Hypothesis Testing

10 Nov 2021

Reading time ~12 minutes

“A study conducted in the mid-1900s sought to investigate the effect of feed type on chick weight. Newly hatched chicks were randomly allocated into six groups, and each group was given a different feed supplement. Their weights in grams after six weeks are given along with feed types.” - this is the description of the chickwts data set that is available to play with in base R.

data()
?chickwts

Recently, I went about investigating it as a means to experiment with my current understanding of statistical testing procedures. I started by constructing a data frame termed chickwts2, being derived from chickwts with the feed column recatogrized into feed.type, with three separate categories assigned:

chickwts2 <- data.frame(weight = chickwts$weight, 
                        feed.type = fct_collapse(chickwts$feed, 
                                                 animal.based = c('meatmeal', 'casein'), 
                                                 seed.based = c('sunflower', 'linseed'), 
                                                 bean.based = c('soybean','horsebean')))

head(chickwts2)
## weight feed.type
## 1 179 bean.based
## 2 160 bean.based
## 3 136 bean.based
## 4 227 bean.based
## 5 217 bean.based
## 6 168 bean.based
tail(chickwts2)
## weight feed.type
## 66 352 animal.based
## 67 359 animal.based
## 68 216 animal.based
## 69 222 animal.based
## 70 283 animal.based
## 71 332 animal.based

Then I re-ordered these three levels:

chickwts2$feed.type <- fct_relevel(chickwts2$feed.type, 'seed.based', 'bean.based', 'animal.based')
levels(chickwts2$feed.type)
## [1] "seed.based" "bean.based" "animal.based"

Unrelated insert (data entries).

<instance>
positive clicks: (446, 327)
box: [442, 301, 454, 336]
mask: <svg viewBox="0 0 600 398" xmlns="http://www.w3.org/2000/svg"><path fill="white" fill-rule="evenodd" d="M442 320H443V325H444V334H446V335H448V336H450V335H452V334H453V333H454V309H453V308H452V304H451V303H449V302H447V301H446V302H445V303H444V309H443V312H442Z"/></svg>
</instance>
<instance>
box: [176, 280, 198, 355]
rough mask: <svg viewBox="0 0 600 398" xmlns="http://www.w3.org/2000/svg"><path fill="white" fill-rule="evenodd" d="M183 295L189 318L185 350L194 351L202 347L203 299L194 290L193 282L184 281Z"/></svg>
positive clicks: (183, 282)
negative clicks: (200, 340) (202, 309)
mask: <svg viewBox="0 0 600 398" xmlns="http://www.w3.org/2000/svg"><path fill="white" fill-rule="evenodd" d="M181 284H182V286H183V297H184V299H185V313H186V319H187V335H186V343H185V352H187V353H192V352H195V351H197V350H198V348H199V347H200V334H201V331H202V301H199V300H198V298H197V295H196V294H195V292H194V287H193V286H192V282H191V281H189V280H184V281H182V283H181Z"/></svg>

Considering how the data is, an appropriate hypothesis test would be a one-way (only one categorical variable for the data, which is the feed type) analysis of variance (ANOVA) test, as with respect to the different types of feed, I want to see how much the (average) chick weights differ, or if they differ at all (considering a significant margin of difference). The categorized data (groups based on the feed types) is a perfect fit for an ANOVA, as it would then help me to check if the (average) chick weights of each group differ or not.

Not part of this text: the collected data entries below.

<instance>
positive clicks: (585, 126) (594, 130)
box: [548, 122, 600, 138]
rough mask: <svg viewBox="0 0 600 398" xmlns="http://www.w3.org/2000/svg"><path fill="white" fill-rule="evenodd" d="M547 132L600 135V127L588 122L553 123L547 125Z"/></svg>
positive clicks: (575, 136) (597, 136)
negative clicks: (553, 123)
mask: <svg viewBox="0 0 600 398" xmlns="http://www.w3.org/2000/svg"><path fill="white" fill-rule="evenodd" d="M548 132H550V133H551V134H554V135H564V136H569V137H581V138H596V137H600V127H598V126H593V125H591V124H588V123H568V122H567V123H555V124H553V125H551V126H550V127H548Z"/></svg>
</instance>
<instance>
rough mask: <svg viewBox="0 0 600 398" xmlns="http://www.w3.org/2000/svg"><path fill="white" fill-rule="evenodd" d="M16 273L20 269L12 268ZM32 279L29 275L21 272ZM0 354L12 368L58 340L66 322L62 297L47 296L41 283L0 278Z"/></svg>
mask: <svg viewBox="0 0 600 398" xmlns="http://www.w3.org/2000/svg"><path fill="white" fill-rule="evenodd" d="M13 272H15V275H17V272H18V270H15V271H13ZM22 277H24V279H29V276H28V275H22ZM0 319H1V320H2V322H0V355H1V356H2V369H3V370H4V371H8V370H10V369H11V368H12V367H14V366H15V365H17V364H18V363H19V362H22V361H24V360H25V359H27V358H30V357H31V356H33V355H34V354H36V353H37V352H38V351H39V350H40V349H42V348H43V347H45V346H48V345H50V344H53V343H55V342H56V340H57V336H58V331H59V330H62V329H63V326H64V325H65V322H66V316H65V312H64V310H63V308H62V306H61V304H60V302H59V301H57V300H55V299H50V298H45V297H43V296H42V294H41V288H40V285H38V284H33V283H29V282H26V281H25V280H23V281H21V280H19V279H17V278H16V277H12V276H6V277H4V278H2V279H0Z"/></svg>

Note that I’m still considering the chicks to remain as ‘chicks’, and hence I am not terming them as ‘chickens’, since their weights were recorded after only six weeks of growth. (meaning that they were only six weeks old at that time, considering the fact that the primary investigator of this study indeed did test this on newly hatched chicks as mentioned in the description)

Hypotheses?

The null hypothesis, in this case, is that the average weight (μ) of the chicks is equal for each feed type. Symbolically, I can represent this as:

H₀ : μ_seed.based = μ_bean.based = μ_animal.based

On the other hand, the alternative hypothesis would be that at least one of the feed types produces a significantly different average weight in the chicks, or that at least one of the means above would (significantly) differ from another. Based on pairwise comparisons, I can represent the alternative hypotheses symbolically:

H_a : μ_seed.based ≠ μ_bean.based
or μ_bean.based ≠ μ_animal.based
or μ_animal.based ≠ μ_seed.based

Assumptions

Two common assumptions in statistical inference procedures are the independence of the measurements and the sample’s representation of the population of interest. Neither of these assumptions appears to be explicitly addressed in the data description above, but I could ask a single question to the primary investigator of this study to assess the validity of these assumptions.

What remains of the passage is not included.